The PAP Government looks after Singaporeans and plans ahead to meet future needs in a sustainable manner, reiterated Deputy Prime Minister Lawrence Wong.

And to meet the committed levels of help for Singaporeans, he announced that S$1.4 billion will be topped up to the Assurance Package to reach a total of S$8 billion.

“This ensures that the package continues to offset additional GST expenses for the majority of Singaporean households for at least five years, with around 10 years offset for lower-income households,” said DPM Wong during the GST amendment bill debate today (Nov 7).

The top up was due to the higher inflation this year and in the coming years. More details of the top up will be announced at next year’s Budget.

“For those who asked the government to delay the GST rate increase. The Assurance Package, in effect, does precisely that for the majority of households.”

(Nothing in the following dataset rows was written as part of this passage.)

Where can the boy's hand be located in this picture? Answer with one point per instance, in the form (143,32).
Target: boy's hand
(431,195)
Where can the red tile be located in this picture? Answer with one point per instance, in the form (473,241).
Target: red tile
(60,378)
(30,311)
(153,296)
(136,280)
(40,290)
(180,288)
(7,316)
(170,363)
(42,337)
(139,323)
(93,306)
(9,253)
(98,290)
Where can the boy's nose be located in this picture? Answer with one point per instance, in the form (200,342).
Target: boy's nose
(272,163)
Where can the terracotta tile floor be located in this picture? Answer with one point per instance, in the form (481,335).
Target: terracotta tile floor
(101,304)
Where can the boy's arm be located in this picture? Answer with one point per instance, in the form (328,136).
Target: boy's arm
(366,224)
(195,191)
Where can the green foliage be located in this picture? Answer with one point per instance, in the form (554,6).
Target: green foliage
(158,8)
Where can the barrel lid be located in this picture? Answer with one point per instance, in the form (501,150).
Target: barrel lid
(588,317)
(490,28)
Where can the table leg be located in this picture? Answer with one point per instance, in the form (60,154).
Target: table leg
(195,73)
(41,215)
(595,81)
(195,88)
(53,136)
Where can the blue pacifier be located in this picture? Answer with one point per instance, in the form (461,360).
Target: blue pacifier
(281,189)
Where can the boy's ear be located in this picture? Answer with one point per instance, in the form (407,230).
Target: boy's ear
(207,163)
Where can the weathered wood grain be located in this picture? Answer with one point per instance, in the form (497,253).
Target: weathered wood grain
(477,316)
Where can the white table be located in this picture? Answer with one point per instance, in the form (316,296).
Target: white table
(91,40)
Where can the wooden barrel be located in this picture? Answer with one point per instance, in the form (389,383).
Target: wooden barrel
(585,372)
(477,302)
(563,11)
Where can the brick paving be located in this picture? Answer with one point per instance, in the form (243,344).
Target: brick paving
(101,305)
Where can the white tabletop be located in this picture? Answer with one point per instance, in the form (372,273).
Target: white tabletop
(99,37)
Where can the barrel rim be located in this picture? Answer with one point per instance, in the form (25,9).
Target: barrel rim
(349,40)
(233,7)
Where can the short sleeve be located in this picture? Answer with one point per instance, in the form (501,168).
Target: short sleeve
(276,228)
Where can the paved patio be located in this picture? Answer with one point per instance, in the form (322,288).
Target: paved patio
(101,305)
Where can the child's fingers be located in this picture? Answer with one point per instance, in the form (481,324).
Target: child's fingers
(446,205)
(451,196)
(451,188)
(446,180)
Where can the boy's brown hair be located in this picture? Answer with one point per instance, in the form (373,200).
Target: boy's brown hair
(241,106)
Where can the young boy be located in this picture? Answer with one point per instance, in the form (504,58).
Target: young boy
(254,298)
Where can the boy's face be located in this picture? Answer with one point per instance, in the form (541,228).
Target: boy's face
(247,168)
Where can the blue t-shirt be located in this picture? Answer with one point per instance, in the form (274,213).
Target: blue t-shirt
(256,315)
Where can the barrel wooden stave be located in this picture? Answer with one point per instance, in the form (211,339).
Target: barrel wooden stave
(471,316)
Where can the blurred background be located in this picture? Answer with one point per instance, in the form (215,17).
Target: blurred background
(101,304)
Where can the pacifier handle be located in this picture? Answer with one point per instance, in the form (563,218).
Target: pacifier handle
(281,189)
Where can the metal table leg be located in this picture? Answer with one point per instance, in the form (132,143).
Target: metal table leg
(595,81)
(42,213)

In total, the cash and other forms of support under Assurance Package amount to what most citizens will pay in additional GST for at least 5 years.

Important design of the GST system

“The Government will help all Singaporeans adjust to the GST increase, especially the less well of. We will help every Singaporean family through the Assurance Package,” the DPM said.

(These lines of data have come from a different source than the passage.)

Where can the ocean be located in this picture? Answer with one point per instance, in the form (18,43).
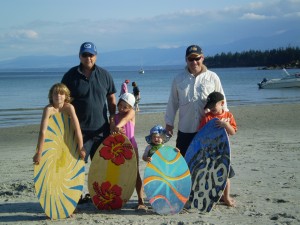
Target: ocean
(24,93)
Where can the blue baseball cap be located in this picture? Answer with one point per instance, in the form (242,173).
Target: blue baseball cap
(88,47)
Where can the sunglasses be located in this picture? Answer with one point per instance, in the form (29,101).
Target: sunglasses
(85,55)
(194,59)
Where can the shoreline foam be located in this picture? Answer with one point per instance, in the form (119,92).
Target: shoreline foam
(265,157)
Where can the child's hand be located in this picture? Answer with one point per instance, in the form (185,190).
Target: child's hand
(82,153)
(221,123)
(36,158)
(119,130)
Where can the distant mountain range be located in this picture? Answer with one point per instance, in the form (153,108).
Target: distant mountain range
(149,56)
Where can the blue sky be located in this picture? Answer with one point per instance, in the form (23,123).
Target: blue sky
(58,27)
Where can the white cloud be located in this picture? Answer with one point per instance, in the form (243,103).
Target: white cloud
(23,34)
(253,16)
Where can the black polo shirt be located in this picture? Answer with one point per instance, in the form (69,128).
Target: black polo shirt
(89,97)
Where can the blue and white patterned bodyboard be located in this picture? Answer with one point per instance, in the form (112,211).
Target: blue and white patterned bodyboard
(208,158)
(167,181)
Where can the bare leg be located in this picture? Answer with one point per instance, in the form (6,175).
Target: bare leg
(226,196)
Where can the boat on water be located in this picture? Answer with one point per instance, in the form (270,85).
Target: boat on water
(141,71)
(287,81)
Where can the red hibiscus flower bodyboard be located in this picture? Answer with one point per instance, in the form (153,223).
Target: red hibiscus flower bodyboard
(112,174)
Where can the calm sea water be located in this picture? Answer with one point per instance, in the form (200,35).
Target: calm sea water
(23,94)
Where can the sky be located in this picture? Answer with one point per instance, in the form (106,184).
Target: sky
(58,27)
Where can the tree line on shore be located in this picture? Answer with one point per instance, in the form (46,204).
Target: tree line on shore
(288,57)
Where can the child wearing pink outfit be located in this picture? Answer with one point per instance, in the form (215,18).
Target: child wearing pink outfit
(125,123)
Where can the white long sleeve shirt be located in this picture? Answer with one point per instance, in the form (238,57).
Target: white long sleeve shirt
(188,95)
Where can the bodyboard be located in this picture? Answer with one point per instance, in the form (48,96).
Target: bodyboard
(167,181)
(208,158)
(113,172)
(59,177)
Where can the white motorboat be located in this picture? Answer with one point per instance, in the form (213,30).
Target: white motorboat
(287,81)
(141,71)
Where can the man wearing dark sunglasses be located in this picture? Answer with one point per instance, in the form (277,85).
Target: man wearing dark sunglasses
(93,92)
(189,92)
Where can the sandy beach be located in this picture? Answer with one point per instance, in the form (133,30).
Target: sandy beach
(265,157)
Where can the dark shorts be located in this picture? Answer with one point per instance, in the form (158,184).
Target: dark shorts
(91,142)
(183,141)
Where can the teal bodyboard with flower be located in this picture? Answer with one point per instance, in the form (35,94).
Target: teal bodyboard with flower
(167,181)
(113,172)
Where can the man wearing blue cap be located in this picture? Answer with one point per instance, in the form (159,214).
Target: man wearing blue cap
(93,93)
(188,95)
(91,87)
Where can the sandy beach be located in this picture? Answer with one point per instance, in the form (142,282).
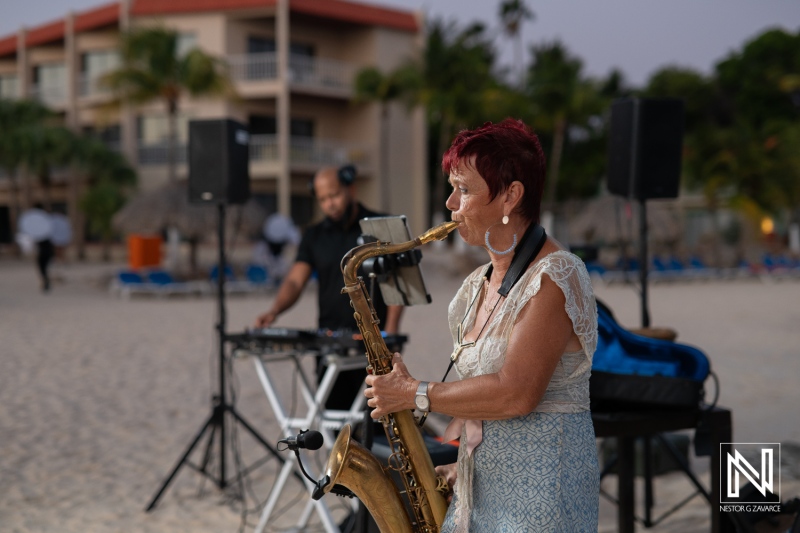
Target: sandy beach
(99,396)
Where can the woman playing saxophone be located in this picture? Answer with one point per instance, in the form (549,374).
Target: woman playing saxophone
(527,460)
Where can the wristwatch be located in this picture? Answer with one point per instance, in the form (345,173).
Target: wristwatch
(421,400)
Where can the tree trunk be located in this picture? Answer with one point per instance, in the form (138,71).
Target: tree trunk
(555,160)
(385,183)
(172,145)
(15,209)
(438,184)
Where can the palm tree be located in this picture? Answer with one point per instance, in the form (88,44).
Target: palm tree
(153,69)
(111,177)
(372,85)
(562,97)
(512,15)
(19,119)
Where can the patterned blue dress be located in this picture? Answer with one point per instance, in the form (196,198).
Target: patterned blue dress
(539,472)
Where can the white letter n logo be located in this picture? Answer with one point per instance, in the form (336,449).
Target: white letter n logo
(737,463)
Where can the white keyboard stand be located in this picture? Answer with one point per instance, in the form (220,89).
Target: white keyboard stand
(316,416)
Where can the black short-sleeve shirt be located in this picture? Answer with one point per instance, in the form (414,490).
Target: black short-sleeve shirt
(323,246)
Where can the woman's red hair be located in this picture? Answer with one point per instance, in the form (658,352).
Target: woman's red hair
(505,152)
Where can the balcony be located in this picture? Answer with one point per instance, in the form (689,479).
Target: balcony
(304,152)
(51,95)
(307,73)
(158,154)
(253,67)
(89,86)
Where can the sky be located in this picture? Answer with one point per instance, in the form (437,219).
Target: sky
(635,36)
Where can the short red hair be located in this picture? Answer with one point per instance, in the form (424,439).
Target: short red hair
(504,153)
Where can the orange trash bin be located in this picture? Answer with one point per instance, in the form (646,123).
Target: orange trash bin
(144,251)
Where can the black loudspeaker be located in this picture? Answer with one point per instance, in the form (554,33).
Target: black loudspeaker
(645,149)
(219,162)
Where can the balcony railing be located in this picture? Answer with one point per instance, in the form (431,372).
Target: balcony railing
(49,94)
(264,148)
(158,154)
(308,151)
(254,67)
(317,73)
(89,85)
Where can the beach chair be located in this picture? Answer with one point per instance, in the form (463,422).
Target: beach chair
(233,285)
(164,284)
(257,276)
(127,283)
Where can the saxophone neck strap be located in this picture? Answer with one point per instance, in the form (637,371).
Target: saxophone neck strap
(527,250)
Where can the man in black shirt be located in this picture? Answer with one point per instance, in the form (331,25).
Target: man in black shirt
(321,251)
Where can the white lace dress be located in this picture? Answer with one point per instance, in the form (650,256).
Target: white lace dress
(538,472)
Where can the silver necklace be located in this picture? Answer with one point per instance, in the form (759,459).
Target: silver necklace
(460,329)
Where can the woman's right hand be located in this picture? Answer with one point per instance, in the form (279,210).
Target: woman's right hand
(449,473)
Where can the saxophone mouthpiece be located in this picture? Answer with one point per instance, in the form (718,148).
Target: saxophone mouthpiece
(439,232)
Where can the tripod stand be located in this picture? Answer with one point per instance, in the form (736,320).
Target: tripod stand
(216,421)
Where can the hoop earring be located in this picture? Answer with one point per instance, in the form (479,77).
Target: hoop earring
(500,252)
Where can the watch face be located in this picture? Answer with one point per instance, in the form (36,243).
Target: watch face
(422,402)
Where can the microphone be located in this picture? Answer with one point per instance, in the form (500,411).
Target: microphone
(311,440)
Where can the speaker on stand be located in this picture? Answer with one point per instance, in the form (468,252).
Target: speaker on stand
(644,161)
(218,174)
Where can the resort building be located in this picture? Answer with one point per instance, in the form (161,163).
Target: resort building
(292,63)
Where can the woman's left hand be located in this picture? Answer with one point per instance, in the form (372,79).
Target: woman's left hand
(391,392)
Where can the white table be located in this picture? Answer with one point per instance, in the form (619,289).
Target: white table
(314,416)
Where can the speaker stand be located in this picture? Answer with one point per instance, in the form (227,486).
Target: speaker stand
(216,420)
(643,263)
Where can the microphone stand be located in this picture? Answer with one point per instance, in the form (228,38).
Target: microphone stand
(216,421)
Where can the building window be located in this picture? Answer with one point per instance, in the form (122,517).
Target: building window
(261,45)
(154,129)
(50,83)
(186,42)
(97,63)
(110,135)
(94,65)
(9,86)
(268,125)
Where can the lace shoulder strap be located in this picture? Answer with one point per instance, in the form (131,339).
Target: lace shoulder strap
(569,273)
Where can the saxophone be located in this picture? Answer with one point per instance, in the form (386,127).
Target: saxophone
(353,466)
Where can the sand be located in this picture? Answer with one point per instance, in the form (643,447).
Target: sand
(100,396)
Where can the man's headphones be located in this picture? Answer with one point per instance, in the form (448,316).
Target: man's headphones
(346,174)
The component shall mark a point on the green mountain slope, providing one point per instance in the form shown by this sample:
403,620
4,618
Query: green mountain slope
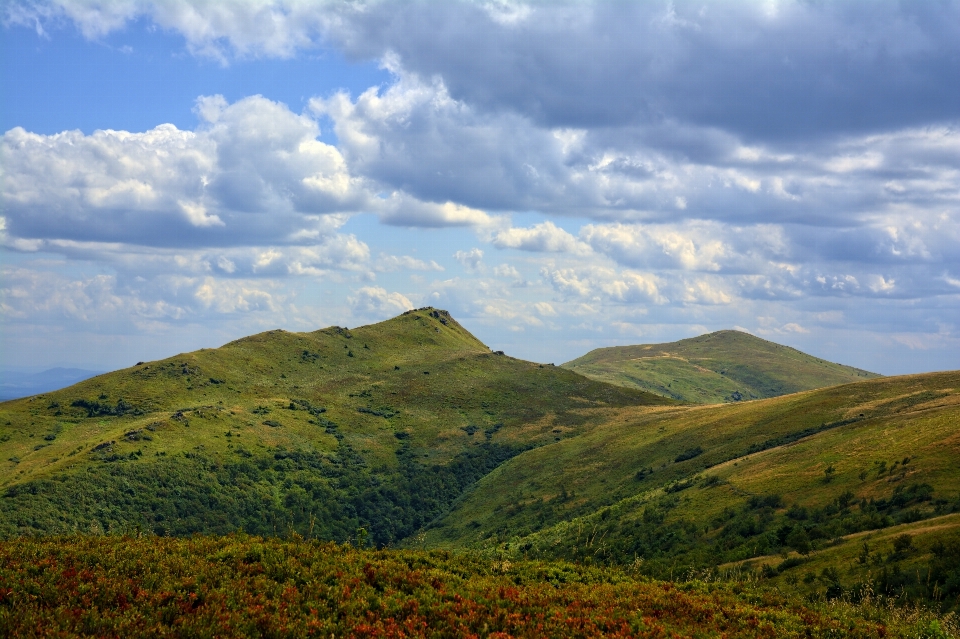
718,367
379,427
684,488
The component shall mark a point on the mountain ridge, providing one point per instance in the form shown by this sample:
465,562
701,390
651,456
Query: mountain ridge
718,367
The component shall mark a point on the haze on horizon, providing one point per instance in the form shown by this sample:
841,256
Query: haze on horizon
559,176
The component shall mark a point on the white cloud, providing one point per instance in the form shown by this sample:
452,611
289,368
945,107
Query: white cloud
506,270
405,262
472,260
403,210
377,302
603,284
253,173
543,237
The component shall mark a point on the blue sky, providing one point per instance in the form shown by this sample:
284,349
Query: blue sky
560,176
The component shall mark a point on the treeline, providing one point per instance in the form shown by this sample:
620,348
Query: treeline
277,493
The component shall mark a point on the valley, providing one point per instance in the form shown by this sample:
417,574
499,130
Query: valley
411,434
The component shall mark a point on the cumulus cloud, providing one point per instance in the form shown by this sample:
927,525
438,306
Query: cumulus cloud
543,237
405,262
402,210
254,172
788,69
603,284
747,160
373,301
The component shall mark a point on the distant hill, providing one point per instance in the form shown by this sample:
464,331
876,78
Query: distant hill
14,385
379,427
725,366
412,433
816,486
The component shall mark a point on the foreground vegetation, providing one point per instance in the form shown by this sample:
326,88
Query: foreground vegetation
570,494
242,586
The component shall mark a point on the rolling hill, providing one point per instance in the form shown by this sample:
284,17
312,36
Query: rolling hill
412,433
719,367
379,427
802,477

Other than the newly-enhanced S$8 billion Assurance Package to cushion the impact of the planned GST increase, there’s also the S$3.56 billion support packages, which are designed to fight cost of living pressures.

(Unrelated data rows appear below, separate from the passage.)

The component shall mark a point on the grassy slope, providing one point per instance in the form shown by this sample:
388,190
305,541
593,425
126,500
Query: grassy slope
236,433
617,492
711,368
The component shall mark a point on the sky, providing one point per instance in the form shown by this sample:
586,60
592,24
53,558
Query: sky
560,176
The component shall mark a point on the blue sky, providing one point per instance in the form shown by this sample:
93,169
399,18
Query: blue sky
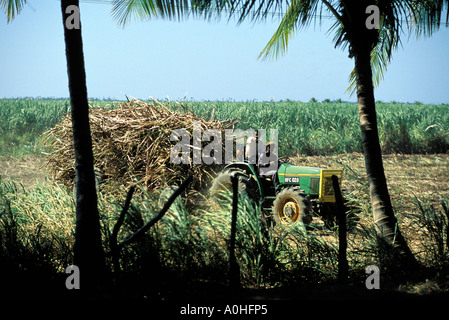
202,60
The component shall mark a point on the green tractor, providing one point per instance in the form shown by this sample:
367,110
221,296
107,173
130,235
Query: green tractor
302,192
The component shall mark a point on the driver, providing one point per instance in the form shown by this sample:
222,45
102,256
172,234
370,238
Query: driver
268,163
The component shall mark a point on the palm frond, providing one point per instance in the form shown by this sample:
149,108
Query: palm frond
11,8
299,14
125,10
428,16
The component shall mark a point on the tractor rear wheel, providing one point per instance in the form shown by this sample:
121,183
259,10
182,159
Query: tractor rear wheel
289,207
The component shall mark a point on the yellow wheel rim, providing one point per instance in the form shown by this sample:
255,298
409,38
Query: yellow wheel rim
290,210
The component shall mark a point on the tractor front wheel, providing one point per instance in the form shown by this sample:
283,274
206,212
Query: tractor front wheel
289,207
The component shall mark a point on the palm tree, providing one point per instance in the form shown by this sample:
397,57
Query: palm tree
88,250
371,49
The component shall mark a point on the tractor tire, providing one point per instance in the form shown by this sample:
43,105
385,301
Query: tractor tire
290,207
223,183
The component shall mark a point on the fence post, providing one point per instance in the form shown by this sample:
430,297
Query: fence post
234,269
342,241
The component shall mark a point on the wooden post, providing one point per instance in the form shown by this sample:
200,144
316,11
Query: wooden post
234,270
342,241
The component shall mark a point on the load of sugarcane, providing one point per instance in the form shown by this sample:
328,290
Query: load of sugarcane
131,145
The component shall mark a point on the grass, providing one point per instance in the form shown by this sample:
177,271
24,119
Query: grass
188,248
313,128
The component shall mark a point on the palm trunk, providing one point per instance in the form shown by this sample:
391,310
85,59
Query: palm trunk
88,251
385,221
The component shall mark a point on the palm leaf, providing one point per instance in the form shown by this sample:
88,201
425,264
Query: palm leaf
11,8
124,10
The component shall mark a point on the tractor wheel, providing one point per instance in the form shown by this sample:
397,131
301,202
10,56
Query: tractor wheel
223,183
289,207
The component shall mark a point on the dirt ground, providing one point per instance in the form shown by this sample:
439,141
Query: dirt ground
426,176
27,170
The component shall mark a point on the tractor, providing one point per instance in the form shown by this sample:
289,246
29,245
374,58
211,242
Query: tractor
302,192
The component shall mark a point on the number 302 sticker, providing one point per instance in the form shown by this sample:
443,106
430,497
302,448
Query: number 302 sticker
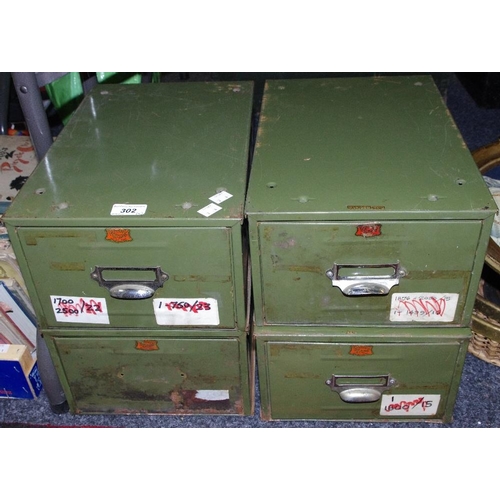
126,209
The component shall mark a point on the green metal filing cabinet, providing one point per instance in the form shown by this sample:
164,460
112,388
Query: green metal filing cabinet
368,223
130,235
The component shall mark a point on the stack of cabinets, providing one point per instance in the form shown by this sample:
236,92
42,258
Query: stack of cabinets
368,223
130,235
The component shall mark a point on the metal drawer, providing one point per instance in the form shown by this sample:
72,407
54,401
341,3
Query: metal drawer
155,277
321,273
354,377
150,372
364,206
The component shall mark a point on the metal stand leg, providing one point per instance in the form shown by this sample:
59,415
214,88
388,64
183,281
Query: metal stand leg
50,380
28,92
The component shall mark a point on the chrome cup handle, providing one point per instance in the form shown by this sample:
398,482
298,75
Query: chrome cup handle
355,285
130,289
359,392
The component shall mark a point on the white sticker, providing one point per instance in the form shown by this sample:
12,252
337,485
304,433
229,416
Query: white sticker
80,309
126,209
220,197
215,395
423,307
186,312
209,210
410,405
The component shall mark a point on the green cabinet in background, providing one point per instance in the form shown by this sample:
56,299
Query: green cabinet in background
368,225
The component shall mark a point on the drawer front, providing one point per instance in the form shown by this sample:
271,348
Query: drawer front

There’s also another important design of the GST system, added the DPM — the permanent GST Voucher scheme and absorption of GST for education and healthcare.

The GST vouchers help lower to middle income households defray a significant part of GST expenses permanently and include four components: 1) cash 2) Medisave top ups for seniors 3) USave rebates and S&CC rebates.

“So after putting together the permanent GST Voucher and the GST absorption, what we have is an overall GST system that taxes consumption in a fair and effective manner.”

DPM Wong added that our GST system is tiered by income levels, with lower-income households paying a much lower effective GST rate than higher-income households.

“As I had explained in the Budget this year, on average, the bottom 10 per cent of households do not pay any GST at all after the permanent offsets. This includes many retiree households without income.”

“And even after the GST increase, the effective GST rate for households in the first three income deciles remains unchanged at below 3 below. This means that the GST increase will not negatively impact them.”

Instead the full impact of the GST will be borne largely by higher income households as well as tourists and foreigners who are based here, he added.

Expanding support for Singaporeans

At the heart of the planned increase of the GST to 8 per cent from Jan 1, 2023 and to 9 per cent from Jan 1, 2024, is to provide additional resources to meet the growing healthcare expenditures and to take care of the growing number of our seniors.

DPM Wong also stated that the Government has been expanding support while improving social mobility.

“We have been expanding support for their (Singaporeans’) needs, including our healthcare, social and ageing needs, and we will continue to do more. We also want to improve social mobility invest in skills upgrading and green our economy and city.”

To achieve all that, there’s a need for more government spending, both structural and recurring. And that’s why DPM Wong raised a slate of taxes during Budget 2022 such as personal income tax, property tax, ARF rates for vehicles and GST.

“So this is how as a responsible government, we plan ahead and we meet our future needs in a sustainable way,” he said.